Par Jean-Jules Lema Landu, journaliste congolais, réfugié en France
A dix mois de la présidentielle, l’année prochaine, le Sénégal est en ébullition. La tension se cristallise autour de la question ayant trait au « troisième mandat » du président Macky Sall.
L’histoire se répète, car le même problème s’est posé en 2011, quand le président Abdoulaye Wade, son prédécesseur, s’est avisé de rempiler pour la troisième fois. Après ses deux mandats autorisés. Le drame, c’est que cette entreprise s’accompagne toujours d’un bain de sang.

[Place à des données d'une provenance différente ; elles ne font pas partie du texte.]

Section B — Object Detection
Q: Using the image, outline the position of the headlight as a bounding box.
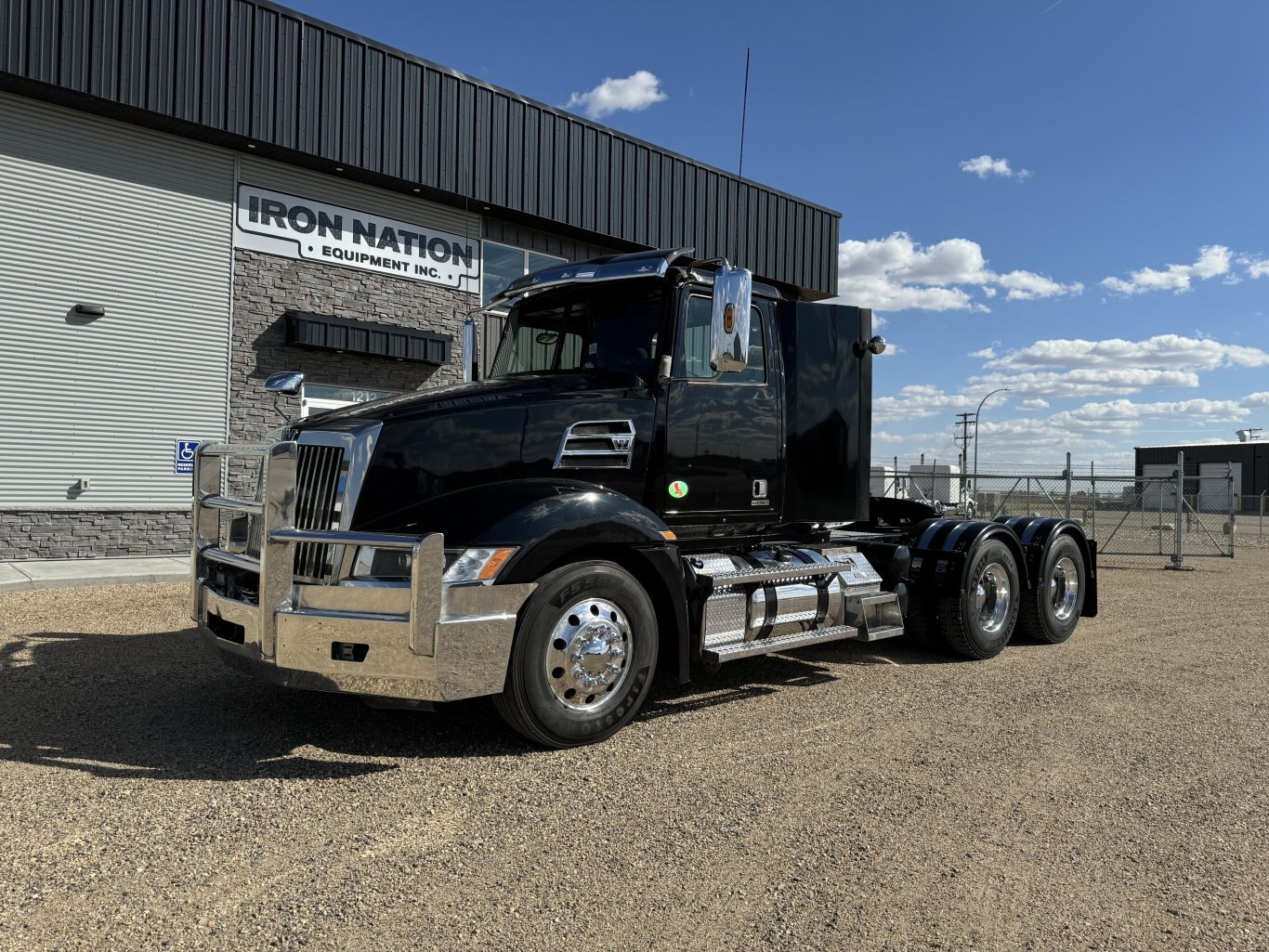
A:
[444,548,516,585]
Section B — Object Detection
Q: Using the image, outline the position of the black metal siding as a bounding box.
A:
[1137,440,1269,499]
[0,0,840,297]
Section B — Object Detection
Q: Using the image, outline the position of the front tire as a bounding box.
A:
[493,560,658,748]
[1018,536,1088,645]
[939,538,1022,660]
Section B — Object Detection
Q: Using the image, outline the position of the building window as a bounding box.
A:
[481,241,569,306]
[299,384,398,419]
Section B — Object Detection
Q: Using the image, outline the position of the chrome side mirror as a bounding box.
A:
[710,262,753,373]
[264,371,305,425]
[264,371,305,396]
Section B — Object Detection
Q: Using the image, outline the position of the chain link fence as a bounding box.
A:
[871,453,1233,568]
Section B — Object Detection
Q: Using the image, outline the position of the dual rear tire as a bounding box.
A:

La notion de « troisième mandat » n’est pas un phénomène politique typique du Sénégal.
C’est une formule qui fait florès en Afrique, puisque au moins quatre autres présidents, auparavant, ont adopté la même ligne de conduite afin d’assouvir leur soif du pouvoir : le Burundais, Pierre Nkurunziza, en 2015, le Congolais Joseph Kabila, en 2016, le Guinéen Alpha Condé, en 2019 et l’Ivoirien Alassane Ouattara, en 2020.
Si seul Kabila n’est pas parvenu à ses fins, son échec autant que la réussite de ses trois compères ont été éclaboussés sang.
Partout dans le monde, le pouvoir attire et se dispute, mais le concept de « troisième mandat » semble une spécificité africaine.
Qu’en est-il ? Il s’agit tout simplement du non-respect des termes de la Constitution. Ce fait est comme l’arbre qui cache la forêt, sous lequel s’entremêlent plusieurs éléments associés, opposés aux principes de la démocratie classique.
De tous, domine l’idée de « chefferie » ou l’image de chef coutumier omnipotent, super intelligent et irremplaçable.
« Trop de pays restent à la merci de satrapes dont l’objectif unique est de rester au pouvoir à vie », explique le philosophe et écrivain Achille Mbembe. De là, à truquer les élections ou à modifier les Constitutions, pour gagner en longévité, il n’y a qu’un pas.
En faut-il plus pour établir un lien avec la situation qui prévaut actuellement au Sénégal ? Le président Macky Sall, qui arrive à la fin son deuxième et dernier mandat, en février prochain, ne semble pas vouloir s’en aller. Mais, il ne se prononce pas.
Un troisième mandat illégitime
Dans ce déni des règles démocratiques supposé, on y note la ruse, le refuge au juridisme ainsi que le recours à la brutalité aveugle.
Eléments relevés au Burundi, en RD Congo, en Côte-d’Ivoire et en Guinée, comme dispositif préparant le passage à l’acte. Surtout, dans cette façon de taire les intentions et, de ce fait, de faire tourner l’opinion en bourrique… Abdoulaye Wade a également pratiqué ces méthodes.
Là, c’est le côté pile. Or, sur l’autre versant, le décor a toujours été à la contestation véhémente. A travers un bras de fer sanglant engagé entre pouvoir, d’une part, et partis d’opposition, de l’autre.
Demain, le même scénario risque de se répéter, au Sénégal, si le président Macky Sall persiste à présenter sa candidature. En effet, depuis dimanche 16 avril s’est mise en place une coalition dénommée « M 24 », comprenant partis politiques d’opposition, société civile et syndicats, en vue de se mettre sur la route du chef de l’Etat.
Elle projette l’organisation d’une première manifestation monstre, le 12 mai prochain. Ce sera alors un véritable test pour elle.
Enfin, on en est là qu’aux simples hypothèses. L’année 2023 continue encore son cours. Rien n’empêche que la situation bascule du côté du bon droit. Quoi qu’il en soit, le cas du Sénégal interpelle, car ce pays constitue l’une des vitrines de la démocratie, en Afrique. Avec coups d’Etat : zéro.